12-26- “Flagstaff has notified the state that it has secured the needed water resources to accommodate demand and growth for the next one hundred years.” In part they have reached an agreement with the Navajo tribe to import as much as seven million gallons of water per day from the aquifer under the Red Gap Ranch forty miles away.

North Texas experienced a rare white Christmas especially with the severe drought conditions that have plagued the area the past year.

The death toll from the Philippines flood is up to 1236. Bodies have been found in the sea more than 60 miles from the worst hit areas. Officials have stopped counting the missing. 60,000 homeless for Christmas.

12-27- Despite issuing no burn days in Maricopa County over the Christmas weekend the county exceeded federal health standards for small dust pollution. Officials claim wood burning fireplaces were likely the primary cause of the pollution.

Ninety dead because of the cold in India that folks are not accustomed to. Forty degrees may seem mild by some standards but most of the dead were the homeless and the elderly.

12-29- Drought and bark beetles devastate New Mexico forests. The tree mortality rate is up 140 percent this year, especially in southern New Mexico.

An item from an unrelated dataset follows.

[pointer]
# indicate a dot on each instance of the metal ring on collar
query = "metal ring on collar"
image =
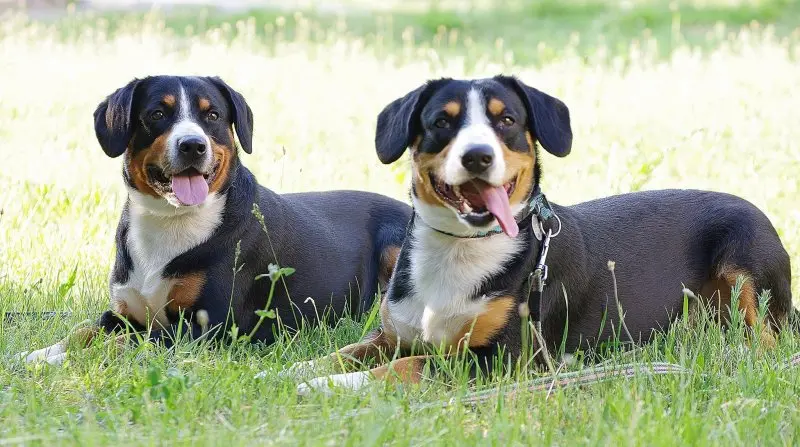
(541, 226)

Lack of snow this year is a big problem for ski resorts nationwide. The largest resort, Sugarloaf Mountain in Maine, had hardly any snow fall this month.

Wind gusts up to 50 mph force long flight delays at two major airports in NYC.

12-30- Dense fog or smoke may have caused a predawn pileup on I-10 in New Orleans that left two dead and sixty one injured. Twenty five were taken to the hospital.

Wind gusts up to 70mph in Denver.
Vermont reopens the last highway damaged by Hurricane Irene four months ago.

Eleven killed as Cyclone Thane strikes southeast India with 85mph winds and heavy rain. All deaths were caused by walls collapsing or electrocution.

12-31- Warmest day all month at The Land with a high of 73 degrees! There are actually patches of green grass growing on the desert. (Eat your heart out, you miserable snow and cold bound people in other parts of the world. This is why the deserts of Arizona are the dumping grounds for folks wanting a little paradise in the winter.)

Arizona Game and Fish is offering a one thousand dollar reward for information leading to the slaughter of five javelina, left to rot, near Pima on or about December 15th. A sow, boar and three piglets were found shot to death.

Warm weather and heavy, wet snow are creating avalanche conditions in western Canada. A backcountry skier was killed yesterday. He was injured two days ago but an air rescue was impossible because of night approaching.

With another calendar year of weather reporting, along with some misfits to keep you amused, your fine staff at Blue Duck Weather has made every attempt to keep you informed, updated and aware of new weather records on this ever changing planet. Some say the weather is getting more severe around the world due to climate change. Your Editor in Chief will only present you the facts, the conclusions are up to you. With that said we will leave you with the song of the month by Tony Joe White, “Run For Cover.”

Until next year remember Settlers took land. Pioneers took bullets.

The Distinguished, Honorable, Baffled, Full of Shit, MR Blue Duck.